El Estado español está atravesando una crisis que va más
allá de la deslegitimación de sus élites políticas y que afecta a componentes
centrales del sistema político y la institucionalidad, de la articulación
territorial del Estado, del modelo de desarrollo y el equilibrio entre grupos sociales
bajo la primacía de los sectores dominantes. A esta crisis algunos la venimos
llamando desde hace años la crisis del régimen de 1978, para dar cuenta de una
situación de agotamiento orgánico que, últimamente y de forma acentuada, se
expresa de forma acelerada en una descomposición política y moral de las élites
tradicionales, con la corrupción –que era el elemento engrasante del encaje
político y económico del bloque dominante- como punta de lanza de su
desprestigio junto con los ataques al Estado de Bienestar y a los derechos (laborales,
sociales y políticos) adquiridos.
El
movimiento 15M, junto con el ciclo de luchas que inaugura, contribuyó a
articular una parte de las insatisfacciones que hasta ese momento estaban
huérfanas o se vivían en forma aislada y despolitizada. Ayudó así decisivamente
a introducir en el sentido común de época elementos impugnatorios del orden
existente y que señalaban a las élites como responsables, agrupándolas
simbólicamente y colapsando parcialmente, el juego de diferencias en el que descansa
el pluralismo y la oxigenación del régimen. El 15M avejentó a las élites y a
las narrativas oficiales, poniendo en evidencia el agotamiento de sus
consensos, de sus certezas, de los marcos con los que se distribuían las
posiciones y se explicaba el rol de cada cual en el contrato social o se
canalizaban las demandas ciudadanas. Con todo, esta acumulación de pequeñas
transformaciones culturales no afectó por igual en todo el país ni alteró los
equilibrios de fuerza electorales e institucionales.
El PP fue
inicialmente el gran beneficiado de un terremoto que sacudió fundamentalmente a
los votantes de la izquierda y que, paradójicamente, situó a las fuerzas
conservadoras a la defensiva y alerta, pero permitió al PP una mayoría absoluta
pese a recibir menos votos que los
obtenidos por el PSOE en las elecciones de 2008. El 15M,
al mismo tiempo, debilitaba la autorización electoral: ganar unas elecciones ya
no era el único elemento de legitimación política, y desde luego no constituye
ya un cheque en blanco. Pero la desafección se ha producido sobre un terreno
social y cultural fragmentado por 30 años de neoliberalismo, con las identidades
colectivas -la de clase en primer lugar, pero también las narrativas
ideológicas tradicionales- en retroceso e incapaces de servir de superficie de
inscripción para articular todos los diferentes descontentos con el statu quo.

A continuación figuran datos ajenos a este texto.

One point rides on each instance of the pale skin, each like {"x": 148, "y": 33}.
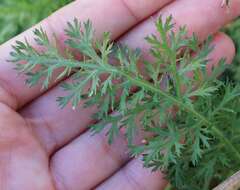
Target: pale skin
{"x": 45, "y": 148}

Uno de los retos a los que se enfrenta Podemos es ser capaz de articular esos
descontentos y sus identidades.
Mientras que
en la calle aumentaban las voces de protesta en lo que ha sido todo un ciclo de
movilizaciones de distintos tipos (sociales, políticas, laborales, etc.) en las
instituciones el partido de la derecha acumulaba un poder inédito, en el que se
apoyó para lanzar un duro y ambicioso proyecto de reforma oligárquica del
Estado. El centroizquierda del PSOE, con un notable bloqueo de su imaginación
política, apenas dijo nada que le permitiese conectar con el nuevo clima.

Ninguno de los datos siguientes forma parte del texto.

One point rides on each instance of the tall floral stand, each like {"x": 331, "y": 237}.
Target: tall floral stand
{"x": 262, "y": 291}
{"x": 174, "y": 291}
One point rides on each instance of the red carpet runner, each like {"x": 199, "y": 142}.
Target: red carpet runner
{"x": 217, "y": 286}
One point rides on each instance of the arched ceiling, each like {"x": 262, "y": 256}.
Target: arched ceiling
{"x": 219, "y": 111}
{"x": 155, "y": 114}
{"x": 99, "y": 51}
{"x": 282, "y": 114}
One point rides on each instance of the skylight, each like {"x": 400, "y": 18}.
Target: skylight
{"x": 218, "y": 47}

Estaba, además, firmemente comprometido con el sostenimiento del statu quo y el
programa de ajuste impuesto por la Troika, que le llevó a aceptar un rol
subalterno con respecto al PP que no ha dejado de pasarle factura en las urnas
desde entonces. IU, vinculada generacional y culturalmente al orden de 1978, ha
tenido en general- y salvo honrosas excepciones principalmente provenientes de
las bases- reacciones tímidas y conservadoras, que confiaban en estarse
moviendo en los mismos parámetros de antes de la crisis orgánica y en recoger
en forma paulatina y progresiva los apoyos que iba perdiendo el PSOE, desde su autoubicación
a su “izquierda”.
En medio de
la crisis política, las fuerzas de izquierda nacionalista han analizado, en
todo el Estado, y en particular en Catalunya, que este es el momento preciso
para aparecer en la movilización soberanista. Lo han hecho, en general,
confiando en la unilateralidad, una estrategia muy rentable en el corto plazo
electoral pero que puede abocarles ahora a un callejón de muy difícil salida,
como podríamos ver con motivo de la consulta en Catalunya el 9 de noviembre. La
cuestión general constituyente reaparecería así en toda su complejidad y plurinacionalidad.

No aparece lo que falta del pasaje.